Marta groans and I look down at the floor where she sits, slumped. She’s sulking as another turn of Mille Bornes (our German family’s favorite French card game) passes her by, Uncle Edgar gloating, telling me how he’s creaming her and his sons with an evil stream of doled out Flat Tires and Stops, a massive, scat-eating grin spread wide across his red, ruddy face. I lean in, scat some trash on Marta’s behalf, and finally, after much heated faux-Français banter, Marta gets a Spare Tire. And then a GO. With only fifty miles left to win, Edgar’s one-dimensional rig runs outta petro via an Out of Gas from his oldest son and Marta coasts to an easy win.
“Karma’s a killer, eh, Ed?” I laugh, and Marta, shuffling the cards, chuckles beside me, leans her shoulder into mine.
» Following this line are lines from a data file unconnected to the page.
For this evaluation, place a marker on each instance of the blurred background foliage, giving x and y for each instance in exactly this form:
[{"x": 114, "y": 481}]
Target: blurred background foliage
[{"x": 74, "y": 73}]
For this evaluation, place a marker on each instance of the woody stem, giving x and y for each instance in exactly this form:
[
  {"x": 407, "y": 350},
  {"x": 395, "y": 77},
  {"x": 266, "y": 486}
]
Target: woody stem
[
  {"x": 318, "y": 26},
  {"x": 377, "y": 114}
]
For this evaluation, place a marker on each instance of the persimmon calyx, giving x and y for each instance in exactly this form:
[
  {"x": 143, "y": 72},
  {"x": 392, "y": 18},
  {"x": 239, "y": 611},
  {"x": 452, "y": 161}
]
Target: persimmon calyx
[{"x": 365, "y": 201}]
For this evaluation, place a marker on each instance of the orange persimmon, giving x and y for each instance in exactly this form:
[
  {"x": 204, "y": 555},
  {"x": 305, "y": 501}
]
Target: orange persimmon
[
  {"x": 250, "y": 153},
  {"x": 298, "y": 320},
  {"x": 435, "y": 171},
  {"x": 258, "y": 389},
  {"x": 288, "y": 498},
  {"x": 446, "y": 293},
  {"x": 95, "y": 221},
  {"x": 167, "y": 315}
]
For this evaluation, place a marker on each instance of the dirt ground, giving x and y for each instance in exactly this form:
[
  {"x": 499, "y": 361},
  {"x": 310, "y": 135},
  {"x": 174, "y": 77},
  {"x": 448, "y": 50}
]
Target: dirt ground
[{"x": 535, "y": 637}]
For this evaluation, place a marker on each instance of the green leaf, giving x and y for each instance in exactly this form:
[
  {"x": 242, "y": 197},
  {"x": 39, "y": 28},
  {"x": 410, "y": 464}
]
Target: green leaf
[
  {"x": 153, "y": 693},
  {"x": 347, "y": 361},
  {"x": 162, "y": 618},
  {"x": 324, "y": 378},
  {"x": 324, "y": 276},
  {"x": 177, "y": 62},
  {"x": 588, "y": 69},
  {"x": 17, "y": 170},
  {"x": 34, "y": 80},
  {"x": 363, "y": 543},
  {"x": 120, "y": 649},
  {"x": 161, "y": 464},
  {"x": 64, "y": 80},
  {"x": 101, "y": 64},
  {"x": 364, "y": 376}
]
I can’t remember the last time we touched. We look up, see the aunts talking heatedly in the kitchen, and my heart flutters, my chest tightens. The living room goes hush as we listen for the Beep Beep of Oma
’s pulse.
And it’s still there. It sounds and we all remember to breathe.
“She’s hanging in,” Uncle Ed sighs reverentially, slapping his cards on the floor.
“Another round?” asks Mart.
“Deal me in,” I say, and scoot down onto the floor.
Galaxies
Everyone’s crashpadded out in the spare rooms, all the lights are low, and I’m downstairs in Oma’s musty basement, shifting letter magnets on the icebox’s mottled white hide, spelling out the names of as many of her myriad of mysteriously deceased cats as I can manage to remember. Starting with Twinkle Eyes on the line down to Hot Wheels. So far I have ten. I pull open the sticky door, look inside, scope three mason jars filled with green-colored goo, a Ninja Turtle action figure frozen in each. I laugh ’cause I remember this day, when Marta and the cousin Jacks and I played Turtles Get Cryogenically Frozen and we made Oma whip us up some of her world-famous soap-and-glue slime. We were all having a jolly ole time slopping our Turtles around in their jars of muck when Marta’s fell and smashed on the floor and nobody would help her towel up the goo that spread like sticky green lava under the fridge, oozing and conjoining with twenty decades of cat hair and dust and dead bugs. Needless to say, the fun stopped there and we ditched our Turtles in the icebox for later. Or never, as it turns out.
It’s massive weird because I’m so horny right now I’m making me uncomfortable. It’s literally the last way I want to feel in my Oma’s old basement, rifling through her old fridge. And just then, Eve, she finally dials.
“Hey,” I say.
“What’s eggs?”
Crickets.
“You called back,” I finally say, squinting into the glare of the refrigerator light.
“I’m massive sorry. I’ve been gigging doubles the past few days.”
I’m silent.
“You’re jammed.”
I’m not jammed enough. “I’m … it’s fine.”
More crickets.
“So, the other night.”
“Word. I’m sorry about that.”
“No,” she says quick. “No. Don’t be that.”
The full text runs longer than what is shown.